Disregarding my own advice above, here's my take on the "physics".
Consider a particle with time-varying position $x_t$, velocity $ v_t $, and mass $m$, undergoing an external force $F(x_t,t)$. We have (by $F=ma$): $$ \frac{dx^2_t}{dt^2} = \frac{1}{m}F(x_t,t) $$ which we can rewrite as: $$ \frac{dv_t}{dt} = \frac{1}{m}F(x_t,t)\;\;\;\;\;\&\;\;\;\;\; \frac{dx_t}{dt} = v_t $$ Discretizing the two equations to first-order (well, symplectic Euler, I guess) gives: \begin{align} v_{t+1} &= v_t + \frac{\Delta t}{m}F(x_t,t) \\ x_{t+1} &= x_t + v_{t+1} \Delta t \end{align} Now, just let $x_t=\theta_t$, $\eta=\Delta t$, and set the external force to be $F(x_t,t) = F(\theta)=\gamma\hat{\nabla}\mathcal{L}(\theta)$. Notice that as $m\rightarrow 0$, the contribution of $F$ becomes higher (i.e. momentum doesn't matter), whereas if $m\rightarrow \infty$, $v_t$ becomes a constant for all $t$ (nothing can move a huge neutron star from whatever its current trajectory is, right?).
Also, let $p_t = mv_t$, $ \xi = \eta/m $, and $\kappa = \eta\gamma$. Then: \begin{align} p_{t+1} &= p_t + \kappa\hat{\nabla}\mathcal{L}(\theta_t) \\ \theta_{t+1} &= \theta_t + \xi p_{t+1} \end{align} This is pretty close to the momentum equations above, the main difference being the use of the weighted average. How can we get something more like that?
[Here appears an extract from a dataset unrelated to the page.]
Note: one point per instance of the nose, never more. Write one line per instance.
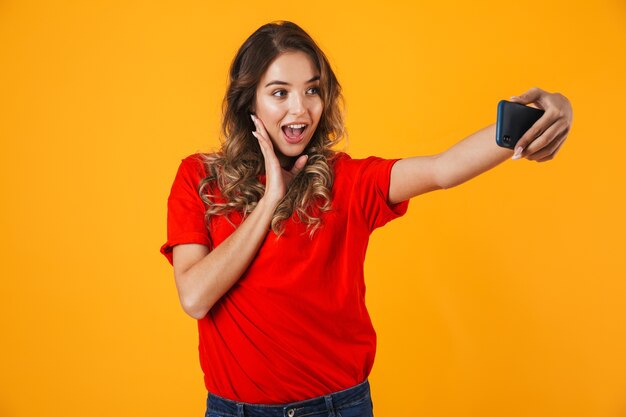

Well, let's try to add a friction force or drag, i.e: \begin{align} \frac{\partial x_t}{\partial t} &= v_t \\ \frac{\partial v_t}{\partial t} &= \frac{1}{m}\left( F(x_t) - \epsilon v_t \right) \end{align} Discretizing this one gives: $$ v_{t+1} = \left(1-\frac{\Delta t\epsilon}{m}\right)v_t + \frac{\Delta t}{m}F(x_t) \;\;\;\;\;\&\;\;\;\;\; x_{t+1} = x_t + \Delta t v_{t+1} $$ which we can translate into $$ p_{t+1} = \left(1-\frac{\eta\epsilon}{m}\right)p_t + \eta\gamma\hat{\nabla}\mathcal{L}(\theta_t) \;\;\;\;\;\&\;\;\;\;\; \theta_{t+1} = \theta_t + \frac{\eta}{m} p_{t+1} $$ which we can rewrite as $$ p_{t+1} = \alpha p_t + (1-\alpha)\hat{\nabla}\mathcal{L}(\theta_{t}) $$ $$ \theta_{t+1} = \theta_t - \beta p_{t+1} $$ where we have set: $$ \alpha = \frac{\eta\epsilon}{m},\;\;\;\;\; \beta = \frac{\eta}{m},\;\;\;\;\; \gamma = \frac{1}{\eta} - \frac{\epsilon}{m} $$ Notice that this last form is identical to the form of momentum at which we first looked!